Persistent volume support with peer-pods: Solution overview

10 de agosto de 2023Qi Feng Huo, Da Li Liu, Yohei Ueda6 minutos de lectura

Peer-pods, also known as the Kata remote hypervisor, enable the creation of Kata Virtual Machines (VM) on any environment, be it on-prem or in the cloud, without requiring bare metal servers or nested virtualization support. This is accomplished by extending Kata containers runtime to manage the VM lifecycle using cloud provider APIs (e.g., AWS, Azure) or third-party hypervisor APIs (such as VMware vSphere).

Since peer-pods are separate VMs alongside the Kubernetes node, traditional Container Storage Interface (CSI) cannot function properly within them, and different solutions are required.

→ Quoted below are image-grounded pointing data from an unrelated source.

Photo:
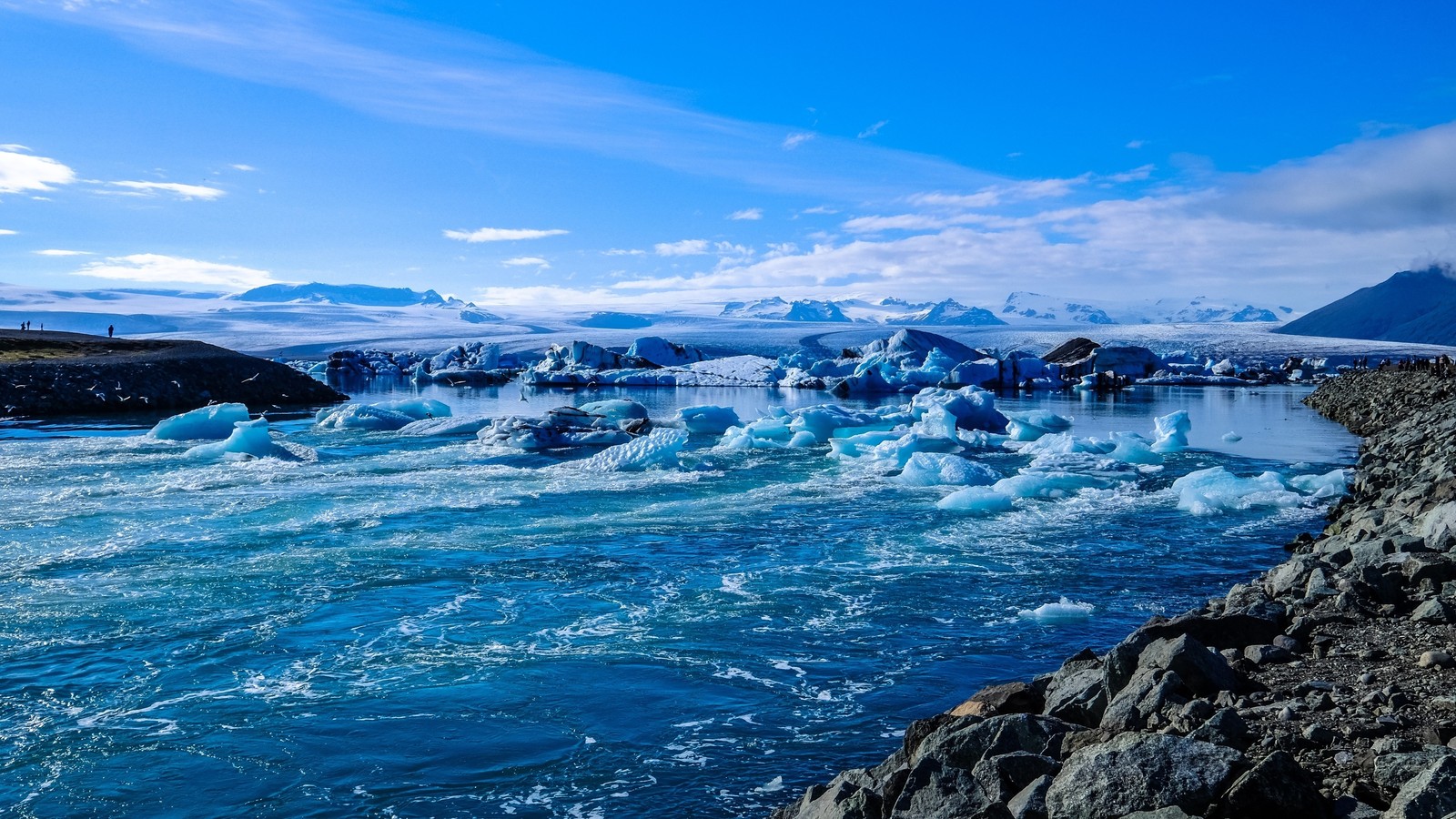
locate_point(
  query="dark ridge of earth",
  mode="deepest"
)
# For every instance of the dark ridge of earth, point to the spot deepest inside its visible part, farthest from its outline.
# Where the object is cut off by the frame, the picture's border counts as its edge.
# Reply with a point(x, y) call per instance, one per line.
point(69, 373)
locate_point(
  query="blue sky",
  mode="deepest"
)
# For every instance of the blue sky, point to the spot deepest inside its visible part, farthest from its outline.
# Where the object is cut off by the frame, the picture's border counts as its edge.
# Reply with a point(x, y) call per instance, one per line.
point(659, 153)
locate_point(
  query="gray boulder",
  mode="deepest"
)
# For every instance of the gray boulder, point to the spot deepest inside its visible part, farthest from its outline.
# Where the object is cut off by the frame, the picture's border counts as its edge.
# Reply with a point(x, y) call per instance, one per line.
point(1431, 794)
point(1142, 773)
point(1276, 789)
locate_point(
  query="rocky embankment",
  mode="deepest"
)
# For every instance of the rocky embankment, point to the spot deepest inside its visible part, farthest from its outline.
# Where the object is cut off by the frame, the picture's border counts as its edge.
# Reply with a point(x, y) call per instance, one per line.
point(65, 373)
point(1322, 688)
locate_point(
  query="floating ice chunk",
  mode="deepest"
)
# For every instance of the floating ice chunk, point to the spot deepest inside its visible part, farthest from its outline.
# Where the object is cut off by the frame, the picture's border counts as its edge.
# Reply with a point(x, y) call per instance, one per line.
point(907, 445)
point(1133, 448)
point(935, 468)
point(861, 445)
point(1033, 424)
point(973, 407)
point(803, 439)
point(1052, 486)
point(1063, 443)
point(711, 420)
point(977, 500)
point(207, 423)
point(1172, 431)
point(823, 420)
point(654, 450)
point(1330, 484)
point(1067, 608)
point(417, 409)
point(431, 428)
point(249, 439)
point(616, 411)
point(1216, 490)
point(361, 417)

This blog will dig into these challenges and discuss solutions for overcoming these issues in the context of CSI and peer-pods.

A refresher on peer-pods

In peer-pods, the workload runs in a separate VM adjacent to the Kubernetes worker node's VM. The peer-pod VM connects to the Kubernetes overlay network through a tunnel setup between the Kubernetes node VM and the peer-pod VM.

The following diagram from Red Hat OpenShift sandboxed containers: Peer-pods technical deep dive shows the overall peer-pods architecture, including the Kubernetes worker node and the Pod VM.

Figure 1: peer-pods architecture

The main components of a peer-pods architecture are:

Remote hypervisor support: Enhances the Kata shim layer to interact with the cloud-api-adapter instead of directly calling local hypervisor APIs.
cloud-api-adaptor: Enables the creation of a Kata VM in a cloud environment and on third-party hypervisors by invoking their respective public APIs.
agent-protocol-forwarder: Enables the kata-agent to communicate with the worker node over TCP.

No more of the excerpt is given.